Today I got to do a follow up session with Dane watching him work with students and it was a remarkable experience.  I was able to watch Dane work with a couple of talented young vocalists helping them to improve their vocal performance significantly in a matter of minutes.  In the space of a few minutes students would present the piece they were working on.  Dale would listen, observe and then coach them into trying new approaches and styles – which initially took the students well out of their comfort zones (‘this feels wrong’, ‘its really weird’).  However by using  feedback to help the students to recognise the impact of these new habits on their vocal performance and they were soon able to recognise the benefits of the new behaviours and pledge to practice them until they become habits.

It was a real privilege to see the process unfold and great to see some management techniques being used so effectively in the music business.

The Power of Praise and the Greater Power of Feedback

“Nothing else can quite substitute for a few well-chosen, well-timed, sincere words of praise. They’re absolutely free – and worth a fortune.” – Sam Walton

“Nothing else can quite substitute for a few well-chosen, well-timed, sincere words of feedback. They’re absolutely free – and worth a fortune.” – Mike Chitty

You see the thing about praise is that it can tend to be quite general.  When you praise someone for their great work they are not always sure exactly which aspect of the work you thought was so great.  I think praise is great – it just won’t always get you more of the behaviours that you are seeking.

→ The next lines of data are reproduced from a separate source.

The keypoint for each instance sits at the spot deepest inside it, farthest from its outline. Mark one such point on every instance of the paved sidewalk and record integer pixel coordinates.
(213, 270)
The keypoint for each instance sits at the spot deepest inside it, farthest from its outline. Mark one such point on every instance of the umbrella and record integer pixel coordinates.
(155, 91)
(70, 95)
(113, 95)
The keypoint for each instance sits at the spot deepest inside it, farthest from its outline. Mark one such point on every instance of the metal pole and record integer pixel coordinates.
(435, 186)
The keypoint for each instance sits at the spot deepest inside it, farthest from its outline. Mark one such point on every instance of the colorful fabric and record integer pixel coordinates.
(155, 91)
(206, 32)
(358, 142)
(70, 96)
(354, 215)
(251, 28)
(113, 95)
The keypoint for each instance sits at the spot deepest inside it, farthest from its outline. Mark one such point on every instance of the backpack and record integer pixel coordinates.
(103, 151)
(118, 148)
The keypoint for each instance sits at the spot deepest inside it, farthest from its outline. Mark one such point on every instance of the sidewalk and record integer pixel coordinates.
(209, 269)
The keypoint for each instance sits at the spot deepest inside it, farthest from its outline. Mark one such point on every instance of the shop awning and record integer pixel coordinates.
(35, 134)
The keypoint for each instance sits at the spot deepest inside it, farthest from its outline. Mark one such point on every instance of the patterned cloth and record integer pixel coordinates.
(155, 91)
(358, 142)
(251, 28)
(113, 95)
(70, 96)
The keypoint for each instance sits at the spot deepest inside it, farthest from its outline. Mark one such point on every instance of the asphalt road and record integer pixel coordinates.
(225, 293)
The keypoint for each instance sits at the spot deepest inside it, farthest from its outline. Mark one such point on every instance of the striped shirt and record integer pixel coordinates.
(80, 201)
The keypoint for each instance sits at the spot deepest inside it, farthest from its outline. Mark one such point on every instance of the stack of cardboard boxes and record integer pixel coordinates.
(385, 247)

When you give feedback the recipient understands exactly which aspects of their work you value so highly because you describe their behaviours and the impact that they had – specifically – significantly increasing the chances of you getting more of that type of behaviour in the future.

Building the Social System for High Performance

Whenever you see an organisation doing something consistently well, you can be sure that there is an effective social system behind it. The social system is made up of both a hard and a soft landscape. The hard landscape is that of meetings, information flows and decision making processes. The soft landscape is to do with behaviours, attitudes, values, respect and commitment.

Effective managers recognise their role in developing both the hard and soft landscapes of the social system – but recognise that it is the soft landscape – the way people and teams work together that really drives culture and performance.

When trying to initiate change, less effective managers work on the hard landscape. They change the organisational structure, replace key people or alter what is measured and rewarded. While such changes maybe necessary, they are NEVER sufficient.

It is the interactions between people that need to be changed, the information flows and the decision making processes. If people are not having the right discussions or behaving in ways that drive values and performance then the managers’ job is to influence them to adopt different ‘value creating’ behaviours.

In most cases this can be done using feedback. In other cases it may require more concerted efforts at coaching for the desired behaviours.

Recognising and shaping the behaviours that drive values and performance is the hallmark of an outstanding manager.

The social system changes and enables the organisation to perform consistently well because managers use mechanisms that ensure that the right conversations happen consistently and frequently. These conversations improve the quality of decision making and encourage behaviours in people’s every day work to accomplish the elusive goal of culture change.